There are some good touches: Humbert seeing Charlotte's still smoldering cigarette after hearing she's been killed; the travel brochures stuck in the roof slats of Humbert's old "Woody" station wagon; Lolita's exit after kissing Humbert for the first time, leaning backwards into the frame of an open doorway then jerking herself forward in the manner of a vaudeville comic being given the hook. But, other than Irons, the cast members don't come alive as characters. Melanie Griffith's Charlotte Haze is shrill without approaching the touching, desperate neediness Shelley Winters brought to the Kubrick version. Frank Langella is stuck with the task of playing Quilty as he is written in the novel -- but you can't play what was essentially a literary joke. And though Dominique Swain tries, and though she's lovely to look at, she hasn't been allowed Lolita's gum-cracking energy, her petulant, peevish sullenness. She's best in throwaway moments, wiggling her long, monkey toes, singing in a (literal) vibrato while lying on a motel bed and feeding quarters into the Magic Fingers and the heart-cracking way she calls Humbert "honey" in their final encounter.

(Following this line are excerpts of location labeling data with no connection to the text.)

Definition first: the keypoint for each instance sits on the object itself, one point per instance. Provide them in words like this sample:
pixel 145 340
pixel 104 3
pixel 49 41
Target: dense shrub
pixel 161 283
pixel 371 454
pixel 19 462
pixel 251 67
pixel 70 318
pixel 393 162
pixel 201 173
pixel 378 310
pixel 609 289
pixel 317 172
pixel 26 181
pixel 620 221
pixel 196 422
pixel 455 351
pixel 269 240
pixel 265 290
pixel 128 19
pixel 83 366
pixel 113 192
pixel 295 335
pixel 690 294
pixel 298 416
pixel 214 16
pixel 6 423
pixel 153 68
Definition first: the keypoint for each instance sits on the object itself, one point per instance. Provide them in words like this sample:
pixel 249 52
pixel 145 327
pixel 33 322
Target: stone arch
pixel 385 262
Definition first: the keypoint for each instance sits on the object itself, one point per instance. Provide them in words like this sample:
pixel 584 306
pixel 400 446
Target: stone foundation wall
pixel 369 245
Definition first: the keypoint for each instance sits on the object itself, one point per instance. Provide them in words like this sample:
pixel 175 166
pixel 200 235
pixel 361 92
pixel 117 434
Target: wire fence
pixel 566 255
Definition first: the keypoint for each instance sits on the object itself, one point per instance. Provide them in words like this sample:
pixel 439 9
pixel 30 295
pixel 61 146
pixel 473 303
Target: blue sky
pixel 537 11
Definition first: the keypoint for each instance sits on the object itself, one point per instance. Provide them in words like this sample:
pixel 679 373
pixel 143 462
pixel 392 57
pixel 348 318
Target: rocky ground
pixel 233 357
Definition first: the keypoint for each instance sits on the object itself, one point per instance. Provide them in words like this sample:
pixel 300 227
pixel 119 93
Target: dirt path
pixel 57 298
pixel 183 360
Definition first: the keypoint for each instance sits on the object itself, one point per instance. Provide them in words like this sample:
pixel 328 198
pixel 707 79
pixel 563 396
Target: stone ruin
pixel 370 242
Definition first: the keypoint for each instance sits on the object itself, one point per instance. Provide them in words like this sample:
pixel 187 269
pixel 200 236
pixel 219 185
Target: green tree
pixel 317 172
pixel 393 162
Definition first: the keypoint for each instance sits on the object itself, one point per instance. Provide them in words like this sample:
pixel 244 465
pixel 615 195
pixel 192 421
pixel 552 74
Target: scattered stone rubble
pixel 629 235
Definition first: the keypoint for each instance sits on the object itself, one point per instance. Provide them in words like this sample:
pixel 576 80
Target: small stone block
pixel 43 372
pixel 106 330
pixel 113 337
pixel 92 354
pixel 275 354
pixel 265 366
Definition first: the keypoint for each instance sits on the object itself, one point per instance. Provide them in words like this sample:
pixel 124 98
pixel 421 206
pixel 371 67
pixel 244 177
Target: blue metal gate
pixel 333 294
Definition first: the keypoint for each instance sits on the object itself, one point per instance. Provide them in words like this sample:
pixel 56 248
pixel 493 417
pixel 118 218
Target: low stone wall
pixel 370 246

Coming out of the movie theater in London, I overheard a woman asking a friend, "Why won't they show it in America?" Having just seen the same demure, cosmetically attractive film, I understood her puzzlement. How to explain that in America, the very notion of "Lolita" seems more daring than it did 40 years ago? Reading about this film and the renewed comment it has provoked on the novel, I haven't been able to escape the conclusion that even people who profess to admire Nabokov's book would be a lot more comfortable if it wasn't about pedophilia, or at least if Humbert's obsession were entirely devoid of beauty. Of course Nabokov wrote a moral novel, but to speak of it that way feels like a falsification, an admission of unease. It's only a few short steps from protestations of the novel's morality to Catherine MacKinnon's remark (reported by Katie Roiphe) that "Lolita" is a book about the tragedy of child abuse.
I've no doubt that the American critics who've praised the film are sincere, just as I don't doubt it's easier to decry censorship when you can say a masterpiece is being suppressed. But that whole aura of respectability is part of what makes this "Lolita" such a benumbed affair in the first place. That Adrian Lyne's film is an honest failure doesn't make the way he and the film have been treated any less repulsive, or make it any less insulting that, in the name of protecting children, American moviegoers are being treated like children (as was Lyne, who had to have a lawyer present in the editing room to vet the final cut). All Lyne has done is made a bad film. Last time I checked, that wasn't a crime.